Man hat schon sehr früh versucht zu beschreiben, was das eigentlich sei – das Gleichnis. Ein erzähltes Gleichnis über eine Sache ist auf jeden Fall etwas anderes als eine Beschreibung oder der eindeutige Beweis, der die Sache dann erledigt hat. Das Gleichnis will die Verlockung sein, durch das Portal der Sprache und ihrer öffnenden Sinnkraft dem Geheimnis der Welt nahe zu treten. Wir Menschen brauchen zwar auch geschlossene Bereiche. Jedoch das Reden Jesu in Gleichnissen eröffnet den Raum für mehr - es geht darin nicht nur um die eine Hälfte der Schöpfung (die Erde), sondern auch um die andere des Himmelreiches. Und damit geht es um ein Ganzes. Jesu Gleichnisse sind Überflutungen göttlichen Lebens in die Welt mit flüssiger Sprache (Genesis 2,10), die die Erde bewässert. Deshalb scheint manches in der Sprache so unvollständig zu sein, weil es im Leben vollkommen ist, und in den Gleichnissen immer das ganze Leben gemeint ist, aber nie alles sofort zu verstehbarer Sprache werden kann. Verstehen braucht Zeit.

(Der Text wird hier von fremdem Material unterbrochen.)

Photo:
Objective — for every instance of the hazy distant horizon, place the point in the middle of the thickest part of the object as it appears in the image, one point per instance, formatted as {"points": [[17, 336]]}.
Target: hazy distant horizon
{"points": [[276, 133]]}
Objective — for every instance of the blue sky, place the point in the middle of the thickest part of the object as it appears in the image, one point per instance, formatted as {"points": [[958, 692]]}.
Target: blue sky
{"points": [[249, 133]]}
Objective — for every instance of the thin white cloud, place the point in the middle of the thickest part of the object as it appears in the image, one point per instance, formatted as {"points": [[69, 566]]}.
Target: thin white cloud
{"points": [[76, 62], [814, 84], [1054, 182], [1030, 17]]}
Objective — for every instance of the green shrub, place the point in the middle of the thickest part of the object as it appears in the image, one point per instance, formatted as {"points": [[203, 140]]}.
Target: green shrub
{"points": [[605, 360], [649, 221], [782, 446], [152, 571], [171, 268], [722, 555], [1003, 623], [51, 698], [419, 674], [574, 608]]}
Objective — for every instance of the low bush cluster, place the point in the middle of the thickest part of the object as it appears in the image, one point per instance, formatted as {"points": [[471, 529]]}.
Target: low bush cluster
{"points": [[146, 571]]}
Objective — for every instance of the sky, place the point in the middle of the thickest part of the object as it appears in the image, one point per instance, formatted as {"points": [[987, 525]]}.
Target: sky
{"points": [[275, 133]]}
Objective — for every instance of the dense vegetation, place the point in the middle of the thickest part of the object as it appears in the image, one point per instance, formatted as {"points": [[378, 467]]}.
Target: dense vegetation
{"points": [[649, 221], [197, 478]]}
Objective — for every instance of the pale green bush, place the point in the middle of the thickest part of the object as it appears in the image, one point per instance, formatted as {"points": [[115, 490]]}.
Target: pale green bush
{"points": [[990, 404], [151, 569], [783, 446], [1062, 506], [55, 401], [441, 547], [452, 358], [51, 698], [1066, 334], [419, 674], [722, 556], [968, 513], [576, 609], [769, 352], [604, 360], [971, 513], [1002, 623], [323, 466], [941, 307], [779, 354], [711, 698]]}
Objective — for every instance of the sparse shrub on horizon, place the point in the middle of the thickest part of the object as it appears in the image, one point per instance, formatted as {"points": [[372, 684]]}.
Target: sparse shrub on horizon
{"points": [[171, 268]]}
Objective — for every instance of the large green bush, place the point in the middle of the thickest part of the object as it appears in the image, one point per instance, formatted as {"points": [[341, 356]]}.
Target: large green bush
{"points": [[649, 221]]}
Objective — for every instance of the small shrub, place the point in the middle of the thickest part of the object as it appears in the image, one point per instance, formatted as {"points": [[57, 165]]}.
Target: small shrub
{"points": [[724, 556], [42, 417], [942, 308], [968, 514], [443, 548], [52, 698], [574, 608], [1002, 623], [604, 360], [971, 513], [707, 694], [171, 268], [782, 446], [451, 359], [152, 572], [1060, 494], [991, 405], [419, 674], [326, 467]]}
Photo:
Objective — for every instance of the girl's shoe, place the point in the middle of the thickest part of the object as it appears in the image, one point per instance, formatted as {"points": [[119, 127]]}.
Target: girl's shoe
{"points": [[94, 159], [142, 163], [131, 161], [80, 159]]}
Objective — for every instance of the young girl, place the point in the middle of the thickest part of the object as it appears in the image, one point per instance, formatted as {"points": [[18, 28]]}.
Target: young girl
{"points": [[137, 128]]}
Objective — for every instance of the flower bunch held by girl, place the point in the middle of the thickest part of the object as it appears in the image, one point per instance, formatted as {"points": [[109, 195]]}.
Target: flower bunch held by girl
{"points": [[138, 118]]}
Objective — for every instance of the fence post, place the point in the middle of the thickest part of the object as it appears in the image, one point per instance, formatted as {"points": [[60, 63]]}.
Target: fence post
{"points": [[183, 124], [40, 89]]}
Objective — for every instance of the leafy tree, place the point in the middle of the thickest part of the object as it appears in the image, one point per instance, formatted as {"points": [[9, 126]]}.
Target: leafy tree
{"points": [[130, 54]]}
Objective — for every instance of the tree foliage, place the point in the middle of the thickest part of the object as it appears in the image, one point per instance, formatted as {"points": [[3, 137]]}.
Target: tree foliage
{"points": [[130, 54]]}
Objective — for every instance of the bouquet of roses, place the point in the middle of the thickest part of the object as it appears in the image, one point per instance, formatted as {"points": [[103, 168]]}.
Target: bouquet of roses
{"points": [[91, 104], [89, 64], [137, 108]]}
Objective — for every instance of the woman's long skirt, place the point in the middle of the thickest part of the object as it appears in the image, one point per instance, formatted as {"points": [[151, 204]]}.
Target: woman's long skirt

Das Hören auf diese wunderbare Welt der Gleichnisbilder ist genauso wichtig wie das Erzählen von ihr. Und das Lesen ist dann eine besonders konzentrierte Form des Hörens. „Wenn ihr diese hörbare Stimme also auch seht, wie könntet ihr eure Herzen nicht öffnen!“ (Hebr.3,15).